Unfreakingbelievably, the bathroom is now completely painted, which ends my current foray into home improvements.

One half of the bathroom is a light blue and the other is chocolate brown, which Dave (btw–go visit that duder, he’s feeling lonesome) is too tactful to actually come out and admit that he hates. I reminded him that no matter WHAT we did to that room, it couldn’t be worse than it already was. The bathroom looked like a runaway from some stuffy old lady’s house who had died in approximately 1974. To give an example, we pulled down the light fixture from there and threw it into the garage where it is currently sitting. I may never part with it, because I imagine that anytime I am feeling sad or mad or whatever, all I will have to do is have a look at it, and I will burst into gales of laughter. Like blogging, it’s cheaper than therapy.

Ashley called it Testicleeeez (say it out loud, for once I intended to mispell something) whereas I happen to think that it looks more like boobs.
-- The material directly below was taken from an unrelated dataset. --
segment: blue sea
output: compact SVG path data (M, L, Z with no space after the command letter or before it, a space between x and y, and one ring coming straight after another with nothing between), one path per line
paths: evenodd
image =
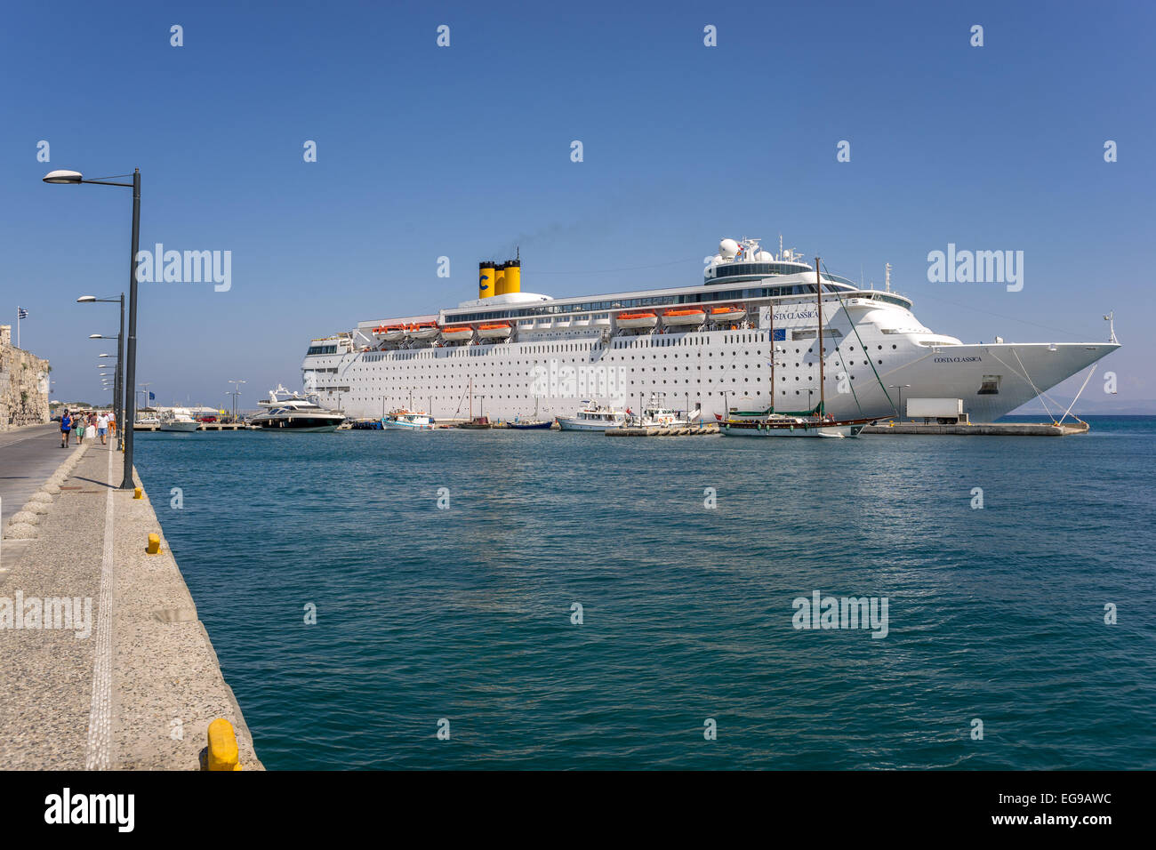
M1156 417L1089 421L155 434L136 465L269 769L1153 769ZM816 591L885 598L885 636L796 628Z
Sweet Jesus, these people had no taste.

So YAY! bathroom is done. Well, I should clarify that: MY part of the bathroom is completed, and the ball is in Dave’s proverbial court (because we don’t ACTUALLY have a court here, dumbass), where I am sure it will remain for the next several months until I learn how to install a toliet tank and bathroom sink. I don’t know what is scarier, the thought of me installing a toliet by myself or the thought of having to sit on the couch, phone in hand while I dial 9-1 and wait for the screams before I hit the next 1. I’m thinking about having a Housewarming Party in my bathroom, providing I can clean up the blood in time.

To celebrate the possible demise of my husband by toliet, I give you a video:

(I SOOOO want to learn to do the robot.)

Comments = full of the awesome. Like gravy. I can haz an RSS RSS feed .
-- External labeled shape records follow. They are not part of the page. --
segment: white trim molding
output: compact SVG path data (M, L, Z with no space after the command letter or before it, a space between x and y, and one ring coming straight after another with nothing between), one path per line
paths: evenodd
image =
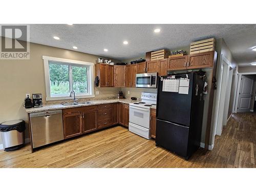
M51 90L50 86L50 73L49 70L49 61L53 61L67 63L67 65L73 65L75 66L83 66L88 67L89 69L87 72L88 76L88 93L85 94L76 94L76 97L79 98L92 98L95 97L94 94L94 63L93 62L82 61L79 60L63 59L61 58L48 57L42 56L44 60L44 66L45 68L45 78L46 83L47 101L70 99L69 94L65 95L58 95L53 96L51 95ZM70 80L71 80L71 79Z

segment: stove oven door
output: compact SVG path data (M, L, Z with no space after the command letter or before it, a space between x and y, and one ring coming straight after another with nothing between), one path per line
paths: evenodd
M150 129L150 109L130 105L129 122Z

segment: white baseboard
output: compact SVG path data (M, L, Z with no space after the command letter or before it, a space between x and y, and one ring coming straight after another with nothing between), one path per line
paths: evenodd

5 Responses to We Can Dance If We Want To.

  • d.w. says:

    *flush*…aaaaaaaaagggghhhhhhhhhhhhhhhhhhhhhha!…..

    *gurgle*

  • becky says:

    See, YEAH, and THEN where will I pee?

  • Ashley says:

    I’m impressed. You cranked on that. Have you ever noticed that some people say “humping or humped” when they want to say you were working at an impressive speed. Random aside, but I think that is awesome. Another random aside, this is post a comment on a Becky Blog day.

    Hey Daver, blue and chocolate brown are a fantastic combo. Respect.

  • Kristin says:

    So, since you are done, you are going to come do home improvements on your favorite townhouse, right?

  • becky says:

    Thanks, Ashwee! You need to come over and we’ll order pizza delivered to my bathroom. It’ll be hot as fcuk. I’ve never heard humping or humped to refer to speed.

    Kristin? No habla English.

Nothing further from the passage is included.